Deseret Book (deseretbook.com / bookshelf.deseretbook.com): privately stated in an e-mail to me that "Deseret Book was not effected by the bug. We already had some security features in place so that we would not be vulnerable."  - Qualys claims currently not vulnerable to Heartbleed attack

deviantART (deviantart.com): LastPass claims site was not vulnerable; Qualys claims currently not vulnerable to Heartbleed attack

EDJOIN job site (edjoin.org): uses Microsoft IIS, not OpenSSL

eSellerate Affiliates (affiliates.esellerate.net): uses Microsoft IIS, not OpenSSL

Evernote (evernote.com): company statement - http://discussion.evernote.com/topic/56287-heartbleed/

F-Secure - see younited

FamilySearch (familysearch.org / new.familysearch.org): company statement - https://familysearch.org/campaign/heart-bleed - Qualys claims currently not vulnerable to Heartbleed attack (however, see Church of Jesus Christ of Latter-day Saints in the "Change Passwords NOW" section for other LDS sites)

Frontier Airlines (www.flyfrontier.com): uses Microsoft IIS, not OpenSSL

H&R Block (www.hrblock.com) according to CNNMoney, Mashable, and LastPass; statement to Mashable on 9 April 2014: "We are reviewing our systems and currently have found no risk to client data from this issue."

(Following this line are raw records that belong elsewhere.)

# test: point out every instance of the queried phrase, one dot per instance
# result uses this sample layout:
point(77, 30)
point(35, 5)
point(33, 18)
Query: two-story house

HealthCare.gov (www.healthcare.gov) according to CNNMoney, Mashable, and LastPass; statement to Mashable: "Healthcare.gov consumer accounts are not affected by this vulnerability."

Hotmail - see Microsoft

Hulu (secure.hulu.com) according to CNNMoney and LastPass; filippo.io/Heartbleed also confirms currently unaffected

iCloud - on CNNMoney's "Don't worry about these" list; see also Apple

Intuit - see TurboTax

IRS (irs.gov) according to CNNMoney, LastPass, and IRS statement at http://www.irs.gov/uac/Newsroom/IRS-Statement-on-Heartbleed-and-Filing-Season

iTunes - on CNNMoney's "Don't worry about these" list; see also Apple

Kaiser Permanente (kaiserpermanente.org / healthy.kaiserpermanente.org / kp.org): privately stated in an e-mail to me on 13 April 2014 that "We have confirmed that kp.org, the website our members use to manage their care, is not vulnerable to the 'Heartbleed' bug. However, members may want to change their passwords periodically, a practice recommended by many online security experts." - Qualys claims the listed domains are currently not vulnerable to Heartbleed attack; however, it is a bit suspicious that the certificate for healthy.kaiserpermanente.org was reissued on 16 April 2014 after this statement was made - hints at possibly having been affected after all; when I followed up in early May, Kaiser responded, "We use several kinds of encryption protocols, in addition to the version of OpenSSL that has been identified as having the 'Heartbleed' vulnerability. After we learned of the new vulnerability, we immediately began assessing our data network and applying security patches where needed. However, it is important to note that kp.org, the website our members use to manage their care, is not vulnerable to the 'Heartbleed' bug." - it sounds like internal systems were affected and patched, but public-facing sites were not affected

LinkedIn (www.linkedin.com / www.slideshare.net) told Mashable, "We didn't use the offending implementation of OpenSSL in www.linkedin.com or www.slideshare.net. As a result, HeartBleed does not present a risk to these web properties."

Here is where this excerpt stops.